Shape of observation intercept matrix in State Space

Hi, I have been working with the State Space module and I am confused by the shape of the observation intercept matrix. Below I am using a simple example provided on the pymc-experimental repo with the only change in k_endog set to 2.

class AutoRegressiveThree(PyMCStateSpace):
    def __init__(self):
        k_states = 3  # size of the state vector x
        k_posdef = 1  # number of shocks (size of the state covariance matrix Q)
        k_endog = 2  # number of observed states

        super().__init__(k_endog=k_endog, k_states=k_states, k_posdef=k_posdef)

    def make_symbolic_graph(self):
        # We will implement this in a moment. For now, we need to overwrite it with nothing to avoid a NotImplementedError
        # when we initialize a class instance.
        pass
ar3 = AutoRegressiveThree()
ar3.ssm.obs_intercept.shape.eval()

prints array([1, 2])

but I thought it would be (2, 1) because:

Z shape = (k_endog, k_states) = (2, 3)
x shape = (k_states, 1) = (3, 1)

Matrix Vector multiplication shape = (2,3) @ (3, 1) = (2, 1)

Why isn’t the shape of d (2, 1) instead of (1, 2)?

Am I overlooking something obvious here?

Hi @Dekermanjian !

This is an esoteric implementation detail, but it’s (poorly) documented here. The intercept object is a vector, so its shape is actually just (3,). All the objects in ssm store a batch dimension on the far left to allow for the possibility that they are time varying. For example if you look at the transition matrix ar3.ssm.transition.shape.eval() you will see the shape is also (1, 3, 3).

If you instead ask for the matrices using keys, like ar3.ssm['obs_intercept'], there is some logic to remove this batch dimension when it isn’t being using. This will give you the shape (2,) as expected. If you had a model with a time-varying obs intercept (for example an exogenous regression component), then it would not clip this first dimension.

Thank you very much for the clarification @jessegrabowski! I am asking this question exactly because I am attempting to add an exogenous regression component to the model. So if I understand you correctly then there are 2 ways to add exogenous regression components:

1). If the component is time-varying then I would put my regression component into the “obs_intercept” vector where the shape of the regression params * exogenous data = (n_obs, k_endog) AND all the other matrices need to have a defined shape = (n_obs, dim, dim)

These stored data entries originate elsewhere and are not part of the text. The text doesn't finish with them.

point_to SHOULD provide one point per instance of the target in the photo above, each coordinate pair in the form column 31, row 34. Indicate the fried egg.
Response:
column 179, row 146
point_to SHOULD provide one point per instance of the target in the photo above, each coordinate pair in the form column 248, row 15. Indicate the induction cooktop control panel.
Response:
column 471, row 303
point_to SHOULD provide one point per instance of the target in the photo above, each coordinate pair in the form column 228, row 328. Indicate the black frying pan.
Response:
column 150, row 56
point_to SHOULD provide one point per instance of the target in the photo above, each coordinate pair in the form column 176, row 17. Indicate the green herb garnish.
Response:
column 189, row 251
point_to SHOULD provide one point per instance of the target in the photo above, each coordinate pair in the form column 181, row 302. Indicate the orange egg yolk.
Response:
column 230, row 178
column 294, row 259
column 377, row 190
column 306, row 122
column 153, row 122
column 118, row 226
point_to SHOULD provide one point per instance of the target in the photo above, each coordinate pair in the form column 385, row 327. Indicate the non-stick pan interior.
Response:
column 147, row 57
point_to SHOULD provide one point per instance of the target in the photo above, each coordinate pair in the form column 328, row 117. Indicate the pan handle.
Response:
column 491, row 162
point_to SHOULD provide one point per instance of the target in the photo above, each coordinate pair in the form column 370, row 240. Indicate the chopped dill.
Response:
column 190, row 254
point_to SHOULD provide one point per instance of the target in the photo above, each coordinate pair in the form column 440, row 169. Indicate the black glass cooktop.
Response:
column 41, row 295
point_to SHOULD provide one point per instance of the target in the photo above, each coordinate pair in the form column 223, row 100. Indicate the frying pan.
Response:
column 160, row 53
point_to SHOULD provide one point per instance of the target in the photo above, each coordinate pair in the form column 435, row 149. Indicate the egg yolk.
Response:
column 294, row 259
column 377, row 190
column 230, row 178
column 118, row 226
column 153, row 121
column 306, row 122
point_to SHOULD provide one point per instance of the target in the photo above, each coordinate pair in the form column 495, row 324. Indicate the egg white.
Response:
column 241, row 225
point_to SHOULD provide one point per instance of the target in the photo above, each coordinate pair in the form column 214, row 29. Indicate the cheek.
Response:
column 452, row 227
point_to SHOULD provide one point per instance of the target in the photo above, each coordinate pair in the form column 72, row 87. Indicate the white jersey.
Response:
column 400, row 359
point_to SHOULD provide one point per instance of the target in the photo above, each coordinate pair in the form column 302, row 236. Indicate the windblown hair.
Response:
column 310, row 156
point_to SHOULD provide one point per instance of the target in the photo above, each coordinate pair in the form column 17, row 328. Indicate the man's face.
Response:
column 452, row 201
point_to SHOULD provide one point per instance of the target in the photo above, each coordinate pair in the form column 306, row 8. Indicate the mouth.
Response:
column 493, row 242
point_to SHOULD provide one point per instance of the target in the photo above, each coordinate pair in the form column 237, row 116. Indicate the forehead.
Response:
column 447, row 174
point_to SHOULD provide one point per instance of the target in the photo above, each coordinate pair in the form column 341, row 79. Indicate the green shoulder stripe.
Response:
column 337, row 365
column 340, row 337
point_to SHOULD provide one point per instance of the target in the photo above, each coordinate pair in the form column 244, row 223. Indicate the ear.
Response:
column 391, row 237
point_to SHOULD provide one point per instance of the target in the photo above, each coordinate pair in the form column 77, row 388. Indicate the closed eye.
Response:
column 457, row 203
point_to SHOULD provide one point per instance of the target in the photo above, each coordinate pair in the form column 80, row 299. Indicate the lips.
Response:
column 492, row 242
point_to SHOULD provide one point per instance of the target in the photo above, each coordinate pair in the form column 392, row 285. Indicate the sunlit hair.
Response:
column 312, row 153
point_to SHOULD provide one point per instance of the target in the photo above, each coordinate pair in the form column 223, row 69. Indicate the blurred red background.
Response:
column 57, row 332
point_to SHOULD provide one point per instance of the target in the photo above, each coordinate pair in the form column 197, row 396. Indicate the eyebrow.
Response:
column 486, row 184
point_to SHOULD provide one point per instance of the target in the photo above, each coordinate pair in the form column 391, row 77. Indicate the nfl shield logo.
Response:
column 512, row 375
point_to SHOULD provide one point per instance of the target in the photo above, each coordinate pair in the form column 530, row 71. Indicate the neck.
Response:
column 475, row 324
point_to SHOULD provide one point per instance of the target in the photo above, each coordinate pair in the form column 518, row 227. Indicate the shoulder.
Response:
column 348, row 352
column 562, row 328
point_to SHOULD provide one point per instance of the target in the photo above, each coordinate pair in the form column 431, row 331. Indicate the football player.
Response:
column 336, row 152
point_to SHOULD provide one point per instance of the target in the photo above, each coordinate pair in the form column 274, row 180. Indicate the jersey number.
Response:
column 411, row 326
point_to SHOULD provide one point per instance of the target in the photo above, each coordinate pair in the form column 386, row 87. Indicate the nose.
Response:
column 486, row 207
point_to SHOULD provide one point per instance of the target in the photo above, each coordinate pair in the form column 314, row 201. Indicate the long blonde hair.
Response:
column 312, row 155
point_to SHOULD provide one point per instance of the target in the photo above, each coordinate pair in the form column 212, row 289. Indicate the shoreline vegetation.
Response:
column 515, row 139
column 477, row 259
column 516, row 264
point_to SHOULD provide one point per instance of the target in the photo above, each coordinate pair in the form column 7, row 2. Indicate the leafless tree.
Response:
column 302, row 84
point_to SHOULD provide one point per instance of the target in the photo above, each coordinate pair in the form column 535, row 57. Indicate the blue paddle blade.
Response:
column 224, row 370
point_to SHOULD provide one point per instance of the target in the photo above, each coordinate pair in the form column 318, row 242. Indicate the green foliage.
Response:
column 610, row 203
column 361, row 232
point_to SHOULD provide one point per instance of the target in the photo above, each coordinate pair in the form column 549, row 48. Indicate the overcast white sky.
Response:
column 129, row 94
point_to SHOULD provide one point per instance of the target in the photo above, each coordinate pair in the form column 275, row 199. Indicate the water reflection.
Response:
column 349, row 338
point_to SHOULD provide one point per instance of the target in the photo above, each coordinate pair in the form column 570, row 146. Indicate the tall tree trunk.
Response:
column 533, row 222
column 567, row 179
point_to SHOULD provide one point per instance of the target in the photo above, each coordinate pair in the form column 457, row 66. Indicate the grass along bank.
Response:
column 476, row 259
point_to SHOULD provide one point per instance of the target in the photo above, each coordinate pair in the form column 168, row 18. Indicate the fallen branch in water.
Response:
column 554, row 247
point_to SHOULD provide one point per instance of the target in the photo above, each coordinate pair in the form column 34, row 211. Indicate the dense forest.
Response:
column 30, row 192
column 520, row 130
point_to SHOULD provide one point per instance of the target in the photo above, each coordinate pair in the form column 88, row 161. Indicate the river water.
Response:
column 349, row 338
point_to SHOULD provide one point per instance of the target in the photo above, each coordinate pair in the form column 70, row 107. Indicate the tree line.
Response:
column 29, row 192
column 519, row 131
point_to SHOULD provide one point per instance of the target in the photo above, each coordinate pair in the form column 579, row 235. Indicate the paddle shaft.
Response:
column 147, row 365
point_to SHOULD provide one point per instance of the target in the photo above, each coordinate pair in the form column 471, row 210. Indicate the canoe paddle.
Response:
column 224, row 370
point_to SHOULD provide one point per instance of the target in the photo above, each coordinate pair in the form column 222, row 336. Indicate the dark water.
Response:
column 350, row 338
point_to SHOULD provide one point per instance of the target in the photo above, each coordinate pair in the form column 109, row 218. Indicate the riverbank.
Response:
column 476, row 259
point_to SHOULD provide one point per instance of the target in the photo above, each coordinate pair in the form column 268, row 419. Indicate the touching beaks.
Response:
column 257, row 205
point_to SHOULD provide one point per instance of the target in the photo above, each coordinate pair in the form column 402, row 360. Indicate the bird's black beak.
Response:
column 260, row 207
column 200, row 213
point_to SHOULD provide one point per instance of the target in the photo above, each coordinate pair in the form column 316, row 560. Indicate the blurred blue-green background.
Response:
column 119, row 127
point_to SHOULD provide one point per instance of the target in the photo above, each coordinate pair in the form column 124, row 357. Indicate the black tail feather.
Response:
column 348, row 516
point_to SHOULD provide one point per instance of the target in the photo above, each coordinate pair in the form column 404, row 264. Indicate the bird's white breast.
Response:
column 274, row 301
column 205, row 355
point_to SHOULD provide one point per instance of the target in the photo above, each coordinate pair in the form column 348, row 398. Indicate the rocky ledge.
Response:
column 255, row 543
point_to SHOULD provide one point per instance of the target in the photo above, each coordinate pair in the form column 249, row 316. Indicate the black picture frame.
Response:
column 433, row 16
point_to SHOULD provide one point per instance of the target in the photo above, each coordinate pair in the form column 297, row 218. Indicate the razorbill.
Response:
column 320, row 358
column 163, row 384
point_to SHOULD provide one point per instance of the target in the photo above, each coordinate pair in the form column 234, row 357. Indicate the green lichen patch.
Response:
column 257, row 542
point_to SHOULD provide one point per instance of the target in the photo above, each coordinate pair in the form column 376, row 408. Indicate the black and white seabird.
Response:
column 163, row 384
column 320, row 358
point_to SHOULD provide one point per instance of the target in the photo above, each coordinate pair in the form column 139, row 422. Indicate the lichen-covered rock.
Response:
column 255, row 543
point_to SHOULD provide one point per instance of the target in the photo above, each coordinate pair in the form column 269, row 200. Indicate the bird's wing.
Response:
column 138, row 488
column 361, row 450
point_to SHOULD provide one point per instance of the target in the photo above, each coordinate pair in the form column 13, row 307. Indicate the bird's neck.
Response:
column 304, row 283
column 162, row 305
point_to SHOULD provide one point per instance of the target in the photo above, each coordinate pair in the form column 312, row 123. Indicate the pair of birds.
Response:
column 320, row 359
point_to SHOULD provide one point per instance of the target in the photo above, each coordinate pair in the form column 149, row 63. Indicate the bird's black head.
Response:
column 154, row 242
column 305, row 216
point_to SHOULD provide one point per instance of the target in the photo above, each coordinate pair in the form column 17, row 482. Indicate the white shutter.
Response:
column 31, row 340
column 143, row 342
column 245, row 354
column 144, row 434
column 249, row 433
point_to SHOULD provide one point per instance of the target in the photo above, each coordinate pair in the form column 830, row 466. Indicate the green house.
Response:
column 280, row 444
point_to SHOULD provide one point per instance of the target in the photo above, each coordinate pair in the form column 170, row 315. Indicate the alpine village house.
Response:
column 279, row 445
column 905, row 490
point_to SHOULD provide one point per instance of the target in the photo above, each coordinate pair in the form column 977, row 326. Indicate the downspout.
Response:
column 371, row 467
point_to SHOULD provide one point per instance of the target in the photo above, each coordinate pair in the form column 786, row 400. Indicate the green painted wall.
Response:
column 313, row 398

2). if the component is non-time-varying then it is the same as above except that params is of shape (1,) instead of shape(n_obs). Thus, the resulting shape of “obs_intercept” is still (n_obs, k_endog). Will I need to define all other matrices to have shape (n_obs, dim, dim) as well in this case?

I believe that you could also put the exogenous data into the design matrix and the regression parameters into the state vector as another way to include a time-varying regression component. Would that also work in the State Space module?

The shape of the other objects could also just be (dim, dim), that depends on whether they are themselves time varying or not. It’s not necessary connected to having an exogenous regression component per-se.

Let’s look at some some concrete notation. Start from the general statespace definition, where all parameters are constant across time:

\begin{align} x_t &= T x_{t-1} + c + R \varepsilon_t \\ y_t &= Z x_t + d + H \eta_t \end{align}

To think about an exogenous regression, you have two options. First, you could think about a static regression with statespace residuals. That is, what you observe is:

\begin{align} w_t &= \sum_{i=0}^k \beta_i W_{i,t} + \zeta_t \\ \zeta_t &= Z x_t + H \eta_t \\ x_t &= T x_{t-1} + c + R \varepsilon_t \\ \end{align}

Where \zeta_t are the residuals of the regression, and W is a matrix of exogenous features. Note that I set d = 0. We can plug \zeta_t = w_t - \sum_{i=0}^k \beta_i W_{i,t} into the 2nd equation:

w_t - \sum_{i=0}^k \beta_i W_{i,t} = Z x_t + H \eta_t

And isolate w_t:

w_t = Z x_t + \sum_{i=0}^k \beta_i W_{i,t} + H \eta_t

Via pattern matching, we see is that we could have just started with w_t = y_t and d_t = \sum_{i=0}^k \beta_i W_{i,t}, and we can get back to the base case, except that d_t is now time varying. What this would mean is that you run a regression totally outside of your statespace model, then plug in the result as the observation intercept. Not that nothing in the transition equation was touched, so all of that can remain the same.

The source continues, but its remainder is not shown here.